Rosacea is a chronic skin condition affecting the face. In the early stages it causes easy flushing or blushing. Redness may become permanent as the small blood vessels of the face dilate. There may be small, red, pus-filled bumps or pustules. It looks like a bad case of acne, and has been called “adult acne,” but it is not caused by the same things that cause acne.
Rosacea is a chronic illness that alternates between flare-ups and remissions at intervals of a few weeks to a few months. The cause for rosacea is unknown. If not treated, rosacea tends to get worse over time.
Some men with a more severe form of rosacea develop rhinophyma. In this condition, the oil glands on the skin of the nose become blocked and the nose gets bigger. At the same time, the cheeks become puffy. Alcohol may increase the flushing, but this condition is not caused by alcohol use.
Rosacea can be treated with topical gels and creams. Oral antibiotics are used for more severe cases. You should see improvement in the first 4 weeks. Dilated blood vessels can be treated with a small electric needle or laser surgery. Rhinophyma can be treated with surgery or dermabrasion.
The following guidelines can help you care for yourself at home:
Avoid things that make your face red or flushed, such as hot drinks, spicy foods, caffeine, and alcohol.
Exercise indoors or in a cool area to avoid getting overheated.
Avoid excess sun exposure. Use a sunscreen with at least SPF 15 or higher.
Avoid extreme hot or extreme cold weather.
Don't scrub your face. That will irritate the skin and increase redness.
Avoid harsh soaps or moisturizers with irritating ingredients. You may need to use hypoallergenic cosmetics.
Avoid over-the-counter treatments unless instructed by your doctor. Some of these treatments may make rosacea worse.

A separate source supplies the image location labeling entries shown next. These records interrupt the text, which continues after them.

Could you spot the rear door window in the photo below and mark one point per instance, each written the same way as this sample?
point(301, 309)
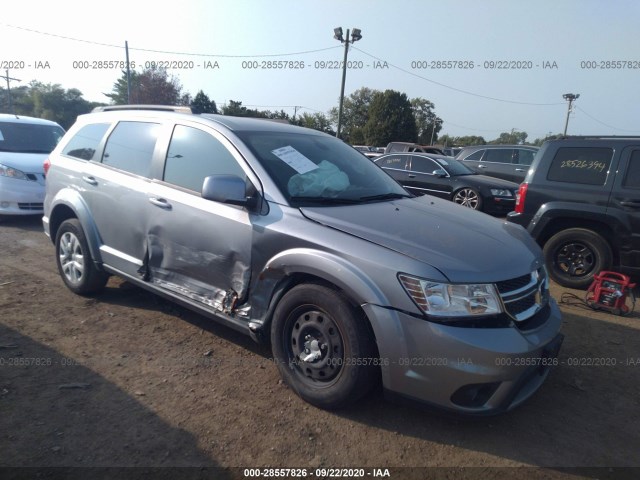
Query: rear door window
point(424, 165)
point(584, 165)
point(499, 155)
point(130, 147)
point(397, 162)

Try to figure out what triggers your flares (such as stress, sun exposure, or certain foods).
Follow up with your doctor or as directed by our staff. Contact your doctor if your condition is not responding to the medicines you were given. Getting treatment early can prevent it from getting worse.
When to seek medical care
Get prompt medical attention if you experience redness, burning, or a gritty sensation in the eyes.